L’escalade de bloc, c’est quoi?
L’escalade de bloc intérieur : zéro corde, full fun… pis un méchant beau monde
Si tu penses que l’escalade, c’est juste des cordes, des nœuds pis du stress… tu vas aimer le bloc. Le bloc intérieur, c’est simple : tu grimpes des murs moins hauts, sans corde, et tu retombes sur de gros matelas faits pour ça. C’est direct, accessible, pis franchement addictif.
Mais l’affaire la plus sous-estimée? L’ambiance.
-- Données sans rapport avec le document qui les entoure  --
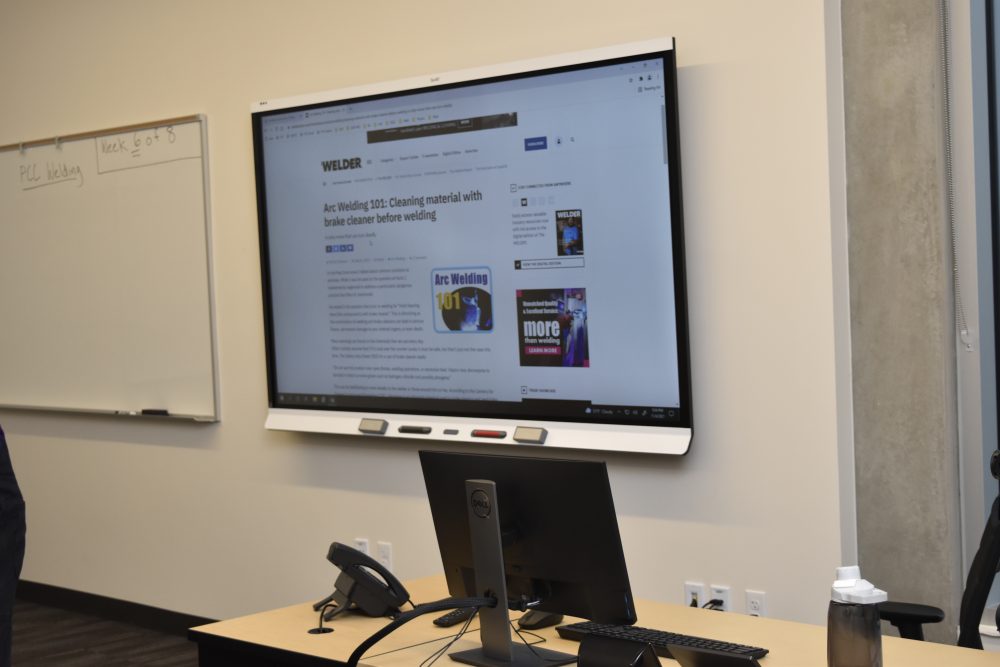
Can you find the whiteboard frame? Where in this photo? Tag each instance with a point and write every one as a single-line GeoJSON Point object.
{"type": "Point", "coordinates": [201, 119]}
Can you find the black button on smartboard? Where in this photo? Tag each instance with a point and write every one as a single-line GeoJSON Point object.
{"type": "Point", "coordinates": [530, 434]}
{"type": "Point", "coordinates": [374, 426]}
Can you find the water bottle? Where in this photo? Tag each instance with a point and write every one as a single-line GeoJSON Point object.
{"type": "Point", "coordinates": [853, 630]}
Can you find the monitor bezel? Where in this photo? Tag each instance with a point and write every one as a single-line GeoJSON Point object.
{"type": "Point", "coordinates": [567, 506]}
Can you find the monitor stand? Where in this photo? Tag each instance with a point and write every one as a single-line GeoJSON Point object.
{"type": "Point", "coordinates": [498, 649]}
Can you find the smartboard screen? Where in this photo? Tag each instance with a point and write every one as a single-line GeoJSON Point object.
{"type": "Point", "coordinates": [481, 255]}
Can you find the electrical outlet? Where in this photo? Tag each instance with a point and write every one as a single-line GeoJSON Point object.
{"type": "Point", "coordinates": [384, 555]}
{"type": "Point", "coordinates": [756, 603]}
{"type": "Point", "coordinates": [694, 594]}
{"type": "Point", "coordinates": [721, 593]}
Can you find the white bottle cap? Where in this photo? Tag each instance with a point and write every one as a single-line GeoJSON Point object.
{"type": "Point", "coordinates": [850, 587]}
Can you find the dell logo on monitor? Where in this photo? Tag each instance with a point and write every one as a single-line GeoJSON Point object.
{"type": "Point", "coordinates": [481, 504]}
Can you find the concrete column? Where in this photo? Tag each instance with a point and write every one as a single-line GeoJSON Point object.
{"type": "Point", "coordinates": [902, 331]}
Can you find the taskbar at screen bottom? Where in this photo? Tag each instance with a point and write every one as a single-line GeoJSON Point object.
{"type": "Point", "coordinates": [540, 409]}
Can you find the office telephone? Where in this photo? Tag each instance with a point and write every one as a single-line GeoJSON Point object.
{"type": "Point", "coordinates": [363, 585]}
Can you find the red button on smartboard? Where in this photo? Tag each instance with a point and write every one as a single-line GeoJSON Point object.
{"type": "Point", "coordinates": [483, 433]}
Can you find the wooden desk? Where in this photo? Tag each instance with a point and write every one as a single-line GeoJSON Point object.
{"type": "Point", "coordinates": [280, 637]}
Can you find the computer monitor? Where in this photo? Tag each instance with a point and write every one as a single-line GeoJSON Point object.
{"type": "Point", "coordinates": [547, 538]}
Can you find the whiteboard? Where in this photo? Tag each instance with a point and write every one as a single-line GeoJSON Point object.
{"type": "Point", "coordinates": [105, 273]}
En bloc, tu ne grimpes pas “tout seul dans ta bulle”. Tu te retrouves vite à jaser, rire, essayer les mêmes mouvements que les autres… pis te faire encourager par du monde que t’as rencontré il y a 3 minutes.
1) “Sans corde… c’est-tu safe?”
Oui — quand c’est fait comme il faut, et en salle, c’est exactement l’idée.
Dans le bloc, la sécurité repose surtout sur :
la hauteur des murs (limitée),
la zone de chute (l’espace autour du mur),
la qualité + l’épaisseur des matelas,
et tes habitudes de chute (on en reparle).
Traduction en langage simple : oui, c’est safe… parce que le bloc en salle est conçu pour absorber des chutes, pas pour te faire “tomber sur du béton avec un tapis de yoga”.
2) La vraie sécurité, c’est pas juste l’épaisseur : c’est comment tu tombes
Même avec les meilleurs matelas du monde, il y a des réflexes de base qui changent tout :
Descends quand tu peux (au lieu de “sauter pour rien”).
Si tu tombes : vise une réception pieds d’abord, genoux souples fesses et esuite dos les bras vers l’avant.
Évite de tomber “twisté” ou sur un côté.
Le bloc, c’est un sport “simple”, mais pas “niaiseux”. La sécurité, c’est un mix installation + bon sens + technique de chute.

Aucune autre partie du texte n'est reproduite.